PDF(Pubmed)
Abstract:
Ultraviolet (UV) light is the most pervasive environmental mutagen and the primary cause of skin cancer. Genome sequencing of melanomas and other skin cancers has revealed that the vast majority of somatic mutations in these tumors are cytosine-to-thymine (C>T) substitutions in dipyrimidine sequences, which, together with tandem CC>TT substitutions, comprise the canonical UV mutation \"signature\". These mutation classes are caused by DNA damage directly induced by UV absorption, namely cyclobutane pyrimidine dimers (CPDs) or 6-4 pyrimidine-pyrimidone photoproducts (6-4PP), which form between neighboring pyrimidine bases. However, many of the key driver mutations in melanoma do not fit this mutation signature, but instead are caused by T>A, T>C, C>A, or AC>TT substitutions, frequently occurring in non-dipyrimidine sequence contexts.
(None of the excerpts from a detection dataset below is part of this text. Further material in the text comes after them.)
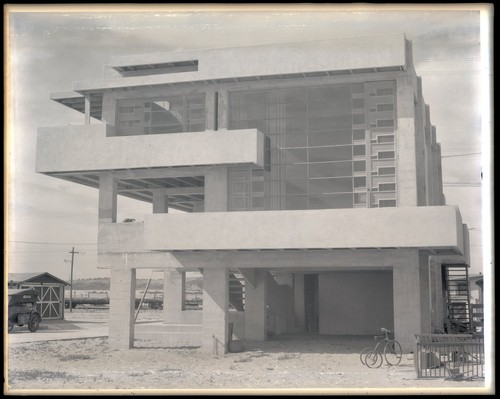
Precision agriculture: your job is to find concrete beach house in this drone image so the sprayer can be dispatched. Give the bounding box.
[36,34,469,353]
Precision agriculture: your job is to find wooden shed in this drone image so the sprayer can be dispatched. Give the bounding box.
[8,272,69,320]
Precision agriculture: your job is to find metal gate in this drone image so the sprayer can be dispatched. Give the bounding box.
[414,334,484,379]
[21,284,64,320]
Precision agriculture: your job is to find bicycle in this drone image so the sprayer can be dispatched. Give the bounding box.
[359,327,403,368]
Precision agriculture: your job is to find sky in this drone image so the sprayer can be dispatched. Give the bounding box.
[4,4,493,281]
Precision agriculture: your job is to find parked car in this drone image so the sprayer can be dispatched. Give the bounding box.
[9,289,42,332]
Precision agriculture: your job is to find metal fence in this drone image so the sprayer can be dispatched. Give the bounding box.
[414,334,484,380]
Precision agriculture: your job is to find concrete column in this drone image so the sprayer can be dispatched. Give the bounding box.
[392,251,422,352]
[245,269,268,341]
[419,255,432,334]
[429,257,444,332]
[201,267,229,355]
[101,93,116,126]
[153,190,168,213]
[217,90,229,130]
[205,167,230,214]
[205,90,218,130]
[163,269,186,323]
[109,269,136,350]
[99,172,117,223]
[293,273,306,332]
[85,94,90,125]
[396,77,418,206]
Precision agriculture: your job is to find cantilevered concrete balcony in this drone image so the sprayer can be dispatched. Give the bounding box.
[139,206,464,255]
[36,123,264,174]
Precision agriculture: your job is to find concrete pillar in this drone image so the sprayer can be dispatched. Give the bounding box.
[429,257,444,332]
[85,94,90,125]
[396,77,418,206]
[205,90,218,130]
[392,251,422,352]
[205,167,228,212]
[163,269,186,323]
[109,269,136,350]
[217,90,229,130]
[201,267,229,355]
[99,172,117,223]
[153,190,168,213]
[419,255,432,334]
[293,273,306,332]
[101,92,116,126]
[245,269,268,341]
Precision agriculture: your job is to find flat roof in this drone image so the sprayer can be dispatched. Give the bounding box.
[73,34,409,93]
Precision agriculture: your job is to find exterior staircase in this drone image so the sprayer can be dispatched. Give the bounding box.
[229,271,245,311]
[443,264,472,333]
This article describes recent studies indicating that UV light causes a more diverse spectrum of mutations than previously appreciated, including many of the mutation classes observed in melanoma driver mutations. Potential mechanisms for these diverse mutation signatures are discussed, including UV-induced pyrimidine-purine photoproducts and indirect DNA damage induced by UVA light. Finally, the article reviews recent findings indicating that human DNA polymerase eta normally suppresses these non-canonical UV mutation classes, which can potentially explain why canonical C>T substitutions predominate in human skin cancers.
摘要:
紫外线(UV)是最普遍的环境诱变剂和皮肤癌的主要原因。黑素瘤和其他皮肤癌的基因组测序表明,这些肿瘤中的绝大多数体细胞突变是双嘧啶序列中的胞嘧啶到胸腺嘧啶(C>T)取代,which,连同串联CC>TT替换,包括规范的紫外线突变“签名”。这些突变类型是由紫外线吸收直接诱导的DNA损伤引起的,即环丁烷嘧啶二聚体(CPD)或6-4嘧啶-嘧啶酮光产物(6-4PP),在相邻的嘧啶碱基之间形成。然而,黑色素瘤中的许多关键驱动突变不符合这种突变特征,而是由T>A引起的,T>C,C>A,或AC>TT替换,经常发生在非二嘧啶序列环境中。本文介绍了最近的研究表明,紫外线引起的突变比以前认识到的更多样化,包括在黑素瘤驱动突变中观察到的许多突变类别。讨论了这些不同突变特征的潜在机制,包括紫外线诱导的嘧啶嘌呤光产物和紫外线诱导的间接DNA损伤。最后,本文回顾了最近的发现,表明人类DNA聚合酶eta通常会抑制这些非规范的紫外线突变类别,这可能解释了为什么典型的C>T替换在人类皮肤癌中占主导地位。